Are Experts Always Right
专家总是对的吗
The world has become so complicated that we’ve lost confidence in our ability to understand and deal with it. But common sense is useful now as it ever was. No amount of expertise substitutes for an intimate knowledge of a person or a situation. At times you just have to trust your own judgement.
It almost cost me my life to learn that. I was reading a book one day, idly scratching the back of my head, when I noticed that, in one particular spot, the scratching echoed inside my head like fingernails on an empty cardboard carton, I rushed off to my doctor.

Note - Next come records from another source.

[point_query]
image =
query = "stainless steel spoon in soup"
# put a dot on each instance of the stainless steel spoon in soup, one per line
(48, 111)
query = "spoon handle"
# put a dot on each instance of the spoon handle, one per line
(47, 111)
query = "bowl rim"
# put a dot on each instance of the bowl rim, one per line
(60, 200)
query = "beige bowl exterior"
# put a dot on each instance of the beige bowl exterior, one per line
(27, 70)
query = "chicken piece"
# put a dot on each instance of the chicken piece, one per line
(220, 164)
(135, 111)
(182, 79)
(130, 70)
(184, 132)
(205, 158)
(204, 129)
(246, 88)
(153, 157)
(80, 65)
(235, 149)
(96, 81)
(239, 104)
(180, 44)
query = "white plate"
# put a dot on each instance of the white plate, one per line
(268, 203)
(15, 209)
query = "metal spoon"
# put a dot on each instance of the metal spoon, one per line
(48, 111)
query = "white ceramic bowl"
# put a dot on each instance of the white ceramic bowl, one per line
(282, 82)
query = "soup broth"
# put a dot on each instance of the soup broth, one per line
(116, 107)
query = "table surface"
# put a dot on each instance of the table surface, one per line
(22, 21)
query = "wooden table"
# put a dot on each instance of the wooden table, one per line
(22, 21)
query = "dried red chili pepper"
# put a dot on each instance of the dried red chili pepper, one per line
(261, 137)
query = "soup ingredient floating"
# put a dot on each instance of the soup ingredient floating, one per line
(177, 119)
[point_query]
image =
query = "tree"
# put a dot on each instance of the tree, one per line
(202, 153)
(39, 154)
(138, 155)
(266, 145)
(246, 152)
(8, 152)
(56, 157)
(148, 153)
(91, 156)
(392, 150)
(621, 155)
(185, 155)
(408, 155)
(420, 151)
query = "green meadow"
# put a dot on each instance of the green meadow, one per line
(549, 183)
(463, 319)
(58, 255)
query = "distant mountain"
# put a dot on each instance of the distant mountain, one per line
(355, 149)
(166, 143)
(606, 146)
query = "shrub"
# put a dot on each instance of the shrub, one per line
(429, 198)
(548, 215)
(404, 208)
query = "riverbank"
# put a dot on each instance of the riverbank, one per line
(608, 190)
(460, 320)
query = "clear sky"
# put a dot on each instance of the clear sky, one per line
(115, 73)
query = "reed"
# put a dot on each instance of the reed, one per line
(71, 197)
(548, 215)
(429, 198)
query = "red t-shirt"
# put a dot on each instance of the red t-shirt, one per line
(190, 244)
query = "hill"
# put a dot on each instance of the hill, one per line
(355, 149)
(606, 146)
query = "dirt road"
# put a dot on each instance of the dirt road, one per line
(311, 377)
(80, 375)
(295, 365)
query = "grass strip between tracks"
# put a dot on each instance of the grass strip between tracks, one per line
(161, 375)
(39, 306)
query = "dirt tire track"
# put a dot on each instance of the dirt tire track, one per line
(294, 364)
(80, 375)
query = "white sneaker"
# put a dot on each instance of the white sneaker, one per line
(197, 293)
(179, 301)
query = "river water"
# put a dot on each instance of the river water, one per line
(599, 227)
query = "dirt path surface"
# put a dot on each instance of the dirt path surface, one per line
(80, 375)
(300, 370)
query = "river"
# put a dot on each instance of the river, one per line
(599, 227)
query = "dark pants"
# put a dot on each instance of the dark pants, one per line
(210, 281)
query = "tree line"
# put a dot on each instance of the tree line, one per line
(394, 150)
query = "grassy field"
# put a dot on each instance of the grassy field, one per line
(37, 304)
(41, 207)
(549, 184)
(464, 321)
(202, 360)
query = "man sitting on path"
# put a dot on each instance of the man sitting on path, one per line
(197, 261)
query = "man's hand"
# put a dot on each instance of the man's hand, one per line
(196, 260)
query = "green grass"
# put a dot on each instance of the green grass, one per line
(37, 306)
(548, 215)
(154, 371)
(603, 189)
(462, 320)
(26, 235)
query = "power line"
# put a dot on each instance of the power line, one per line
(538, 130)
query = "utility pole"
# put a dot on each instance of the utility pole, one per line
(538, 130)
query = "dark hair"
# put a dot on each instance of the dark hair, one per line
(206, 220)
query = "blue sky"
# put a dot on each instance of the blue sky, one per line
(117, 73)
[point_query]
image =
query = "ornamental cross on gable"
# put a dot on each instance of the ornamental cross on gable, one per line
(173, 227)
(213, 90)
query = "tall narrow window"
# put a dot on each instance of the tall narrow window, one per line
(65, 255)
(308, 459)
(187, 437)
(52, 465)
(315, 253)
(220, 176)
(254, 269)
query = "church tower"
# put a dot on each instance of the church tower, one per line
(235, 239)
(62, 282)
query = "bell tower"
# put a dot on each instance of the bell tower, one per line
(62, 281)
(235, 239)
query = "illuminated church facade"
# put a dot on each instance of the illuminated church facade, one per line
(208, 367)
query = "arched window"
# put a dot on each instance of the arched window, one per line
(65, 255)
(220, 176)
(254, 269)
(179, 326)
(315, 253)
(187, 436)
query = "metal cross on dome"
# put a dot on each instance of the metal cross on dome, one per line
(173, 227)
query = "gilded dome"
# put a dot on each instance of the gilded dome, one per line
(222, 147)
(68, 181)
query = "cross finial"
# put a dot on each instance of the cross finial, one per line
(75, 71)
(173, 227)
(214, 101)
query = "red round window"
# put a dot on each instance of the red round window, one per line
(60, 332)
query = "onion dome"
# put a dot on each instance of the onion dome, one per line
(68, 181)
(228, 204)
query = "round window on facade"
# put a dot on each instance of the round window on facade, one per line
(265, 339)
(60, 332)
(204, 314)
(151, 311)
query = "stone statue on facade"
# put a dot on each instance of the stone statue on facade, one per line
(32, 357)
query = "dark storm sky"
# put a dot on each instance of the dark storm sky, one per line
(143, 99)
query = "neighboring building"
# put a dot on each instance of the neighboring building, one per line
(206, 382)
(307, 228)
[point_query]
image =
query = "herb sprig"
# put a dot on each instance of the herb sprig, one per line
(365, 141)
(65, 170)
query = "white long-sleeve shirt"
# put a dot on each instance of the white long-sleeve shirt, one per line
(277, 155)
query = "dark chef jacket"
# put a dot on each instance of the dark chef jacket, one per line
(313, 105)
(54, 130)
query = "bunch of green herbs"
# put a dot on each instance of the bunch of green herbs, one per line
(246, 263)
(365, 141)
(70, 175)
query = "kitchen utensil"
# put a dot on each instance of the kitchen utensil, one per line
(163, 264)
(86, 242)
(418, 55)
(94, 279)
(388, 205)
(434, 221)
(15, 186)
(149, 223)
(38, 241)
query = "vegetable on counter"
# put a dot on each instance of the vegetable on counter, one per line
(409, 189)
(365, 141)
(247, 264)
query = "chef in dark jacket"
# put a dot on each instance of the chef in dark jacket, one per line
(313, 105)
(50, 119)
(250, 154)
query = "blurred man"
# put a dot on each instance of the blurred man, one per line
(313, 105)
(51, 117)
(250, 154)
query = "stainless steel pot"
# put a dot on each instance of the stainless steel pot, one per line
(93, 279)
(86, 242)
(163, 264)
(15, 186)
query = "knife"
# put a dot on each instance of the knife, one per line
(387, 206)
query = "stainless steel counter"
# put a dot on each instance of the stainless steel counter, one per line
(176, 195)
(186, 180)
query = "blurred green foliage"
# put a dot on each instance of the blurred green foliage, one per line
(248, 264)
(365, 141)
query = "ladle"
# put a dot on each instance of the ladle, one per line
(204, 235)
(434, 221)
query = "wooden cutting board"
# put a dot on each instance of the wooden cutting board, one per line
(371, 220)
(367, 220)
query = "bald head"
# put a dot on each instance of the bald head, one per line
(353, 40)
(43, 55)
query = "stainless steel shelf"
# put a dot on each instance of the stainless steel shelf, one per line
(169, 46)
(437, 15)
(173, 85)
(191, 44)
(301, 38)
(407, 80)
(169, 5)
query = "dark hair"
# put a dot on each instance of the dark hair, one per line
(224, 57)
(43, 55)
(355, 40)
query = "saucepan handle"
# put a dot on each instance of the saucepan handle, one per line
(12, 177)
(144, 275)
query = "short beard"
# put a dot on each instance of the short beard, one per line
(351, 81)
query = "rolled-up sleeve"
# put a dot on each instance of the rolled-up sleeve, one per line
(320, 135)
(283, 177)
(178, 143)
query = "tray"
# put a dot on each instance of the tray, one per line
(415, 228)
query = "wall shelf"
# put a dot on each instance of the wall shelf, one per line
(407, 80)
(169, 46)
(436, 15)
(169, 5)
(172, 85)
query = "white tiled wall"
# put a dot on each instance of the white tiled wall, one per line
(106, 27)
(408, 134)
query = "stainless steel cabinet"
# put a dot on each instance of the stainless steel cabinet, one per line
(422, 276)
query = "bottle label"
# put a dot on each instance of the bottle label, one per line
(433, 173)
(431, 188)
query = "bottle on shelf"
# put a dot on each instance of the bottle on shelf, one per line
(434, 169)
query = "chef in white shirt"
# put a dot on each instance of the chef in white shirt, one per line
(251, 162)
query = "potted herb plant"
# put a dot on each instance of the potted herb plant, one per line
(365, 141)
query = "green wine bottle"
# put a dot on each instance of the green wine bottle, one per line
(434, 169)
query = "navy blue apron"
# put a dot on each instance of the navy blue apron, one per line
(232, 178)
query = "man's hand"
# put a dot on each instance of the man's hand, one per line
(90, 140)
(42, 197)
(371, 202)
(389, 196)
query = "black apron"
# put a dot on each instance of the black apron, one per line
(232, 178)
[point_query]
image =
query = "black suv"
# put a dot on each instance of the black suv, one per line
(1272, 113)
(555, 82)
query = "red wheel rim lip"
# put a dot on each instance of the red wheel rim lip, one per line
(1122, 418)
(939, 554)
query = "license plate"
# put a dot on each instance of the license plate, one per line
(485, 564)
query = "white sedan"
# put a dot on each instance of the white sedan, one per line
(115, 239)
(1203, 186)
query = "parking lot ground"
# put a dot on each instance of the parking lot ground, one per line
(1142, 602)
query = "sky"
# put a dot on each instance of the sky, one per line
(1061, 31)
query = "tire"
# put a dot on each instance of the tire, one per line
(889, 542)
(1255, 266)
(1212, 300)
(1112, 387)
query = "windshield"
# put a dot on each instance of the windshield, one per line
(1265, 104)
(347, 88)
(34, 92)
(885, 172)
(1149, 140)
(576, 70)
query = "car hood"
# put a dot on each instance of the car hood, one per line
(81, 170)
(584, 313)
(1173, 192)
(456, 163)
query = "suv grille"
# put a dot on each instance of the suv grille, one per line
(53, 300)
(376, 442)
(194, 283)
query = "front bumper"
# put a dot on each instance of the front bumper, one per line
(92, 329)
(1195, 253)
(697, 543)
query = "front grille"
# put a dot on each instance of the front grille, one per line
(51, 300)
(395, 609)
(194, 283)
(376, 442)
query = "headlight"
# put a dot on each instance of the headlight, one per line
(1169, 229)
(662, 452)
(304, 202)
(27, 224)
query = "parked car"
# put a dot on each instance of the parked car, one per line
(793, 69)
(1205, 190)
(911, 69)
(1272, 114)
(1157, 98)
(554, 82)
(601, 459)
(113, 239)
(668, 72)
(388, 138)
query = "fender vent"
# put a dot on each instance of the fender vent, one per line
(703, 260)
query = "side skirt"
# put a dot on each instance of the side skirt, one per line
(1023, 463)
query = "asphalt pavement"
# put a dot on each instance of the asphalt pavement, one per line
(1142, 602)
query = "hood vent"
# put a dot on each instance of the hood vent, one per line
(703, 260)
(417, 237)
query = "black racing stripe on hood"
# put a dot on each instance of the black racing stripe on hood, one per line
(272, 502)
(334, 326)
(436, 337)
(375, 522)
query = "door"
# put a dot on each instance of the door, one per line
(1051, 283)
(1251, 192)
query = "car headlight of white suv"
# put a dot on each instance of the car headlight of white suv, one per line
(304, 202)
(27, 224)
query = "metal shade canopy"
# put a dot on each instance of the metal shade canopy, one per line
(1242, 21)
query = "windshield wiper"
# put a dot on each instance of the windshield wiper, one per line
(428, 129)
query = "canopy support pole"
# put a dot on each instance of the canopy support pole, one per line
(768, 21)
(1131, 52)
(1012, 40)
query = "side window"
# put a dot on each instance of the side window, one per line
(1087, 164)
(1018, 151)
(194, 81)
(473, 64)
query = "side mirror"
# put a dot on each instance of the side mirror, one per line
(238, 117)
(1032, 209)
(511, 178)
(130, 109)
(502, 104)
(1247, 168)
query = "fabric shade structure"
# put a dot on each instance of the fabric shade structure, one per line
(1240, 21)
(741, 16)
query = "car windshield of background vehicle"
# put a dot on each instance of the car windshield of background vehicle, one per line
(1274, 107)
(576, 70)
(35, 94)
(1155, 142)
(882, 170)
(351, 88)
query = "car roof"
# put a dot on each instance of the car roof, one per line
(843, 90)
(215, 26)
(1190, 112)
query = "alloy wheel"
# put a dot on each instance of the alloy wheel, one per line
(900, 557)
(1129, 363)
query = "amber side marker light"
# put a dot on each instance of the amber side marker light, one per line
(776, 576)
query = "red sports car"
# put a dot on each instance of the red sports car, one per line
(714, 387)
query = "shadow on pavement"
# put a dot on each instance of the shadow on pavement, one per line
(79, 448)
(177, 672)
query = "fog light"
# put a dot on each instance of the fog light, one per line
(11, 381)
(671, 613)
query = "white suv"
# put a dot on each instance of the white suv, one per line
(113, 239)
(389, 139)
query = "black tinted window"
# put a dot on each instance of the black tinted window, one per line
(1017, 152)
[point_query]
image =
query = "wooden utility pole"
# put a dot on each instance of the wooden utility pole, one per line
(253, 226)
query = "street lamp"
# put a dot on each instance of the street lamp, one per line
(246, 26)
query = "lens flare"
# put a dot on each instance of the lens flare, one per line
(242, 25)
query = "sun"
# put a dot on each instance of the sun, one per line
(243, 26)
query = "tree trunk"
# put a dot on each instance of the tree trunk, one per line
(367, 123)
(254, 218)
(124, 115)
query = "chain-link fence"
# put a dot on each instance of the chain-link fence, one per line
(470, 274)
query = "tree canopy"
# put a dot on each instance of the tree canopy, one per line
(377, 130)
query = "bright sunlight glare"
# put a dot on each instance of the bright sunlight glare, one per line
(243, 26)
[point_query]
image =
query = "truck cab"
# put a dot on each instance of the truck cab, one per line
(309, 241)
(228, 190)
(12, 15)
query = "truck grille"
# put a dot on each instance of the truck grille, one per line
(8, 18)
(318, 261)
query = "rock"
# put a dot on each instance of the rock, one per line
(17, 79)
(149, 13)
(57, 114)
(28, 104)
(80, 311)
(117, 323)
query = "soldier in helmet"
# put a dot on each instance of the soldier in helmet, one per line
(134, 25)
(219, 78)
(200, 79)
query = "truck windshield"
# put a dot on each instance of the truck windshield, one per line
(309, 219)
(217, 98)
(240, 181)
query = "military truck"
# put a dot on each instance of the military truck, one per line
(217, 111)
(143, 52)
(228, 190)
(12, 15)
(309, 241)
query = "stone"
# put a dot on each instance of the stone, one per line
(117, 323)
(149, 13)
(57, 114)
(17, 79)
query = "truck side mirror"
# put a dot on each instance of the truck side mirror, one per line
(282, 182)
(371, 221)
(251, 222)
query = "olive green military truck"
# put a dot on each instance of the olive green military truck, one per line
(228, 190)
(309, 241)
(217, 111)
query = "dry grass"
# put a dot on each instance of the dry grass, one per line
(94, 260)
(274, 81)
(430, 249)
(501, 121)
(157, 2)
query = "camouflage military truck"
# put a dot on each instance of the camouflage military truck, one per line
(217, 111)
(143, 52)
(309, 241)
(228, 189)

“Got a hole in your head, have you?” he teased. “It’s nothing—just one of those little scalp nerves sounding off.”
Two years and four doctors later, I was still being told it was nothing. To the fifth doctor. I said, almost in desperation,”But I live in tis body. I know something’s different.”
“If you won’t take my word for it,I’ll take an X-ray and prove it to you,” he said.
Well, there it was, of course, the tumor that had made a hole as big as an eye socket in the back of my skull. After the operation, a young resident paused by my bed. ”It’s a good thing you’re so smart,” he said.” Most patient die of these tumors because we don’t know they’re there until it is too late.”
I’m really not so smart. And I’m too docile in the face of authority. I should have been more aggressive with those first four doctors. It’s hard to question opinions delivered with absolute certainty.
Experts always sound so sure. Nevile Chamberlain, the British prime minister, was positive, just before the start of World War II, that there would be “peace for our time.” Producer Irving Thalberg did not hesitate to advise Louis B. Mayer against buying the rights to Gone With the Wind because “no Civil War picture ever made a nickel.” Even Abraham Lincoln surely believed it when he said in his Gettysburg Address:” The world will little note, nor long remember, what we say here?”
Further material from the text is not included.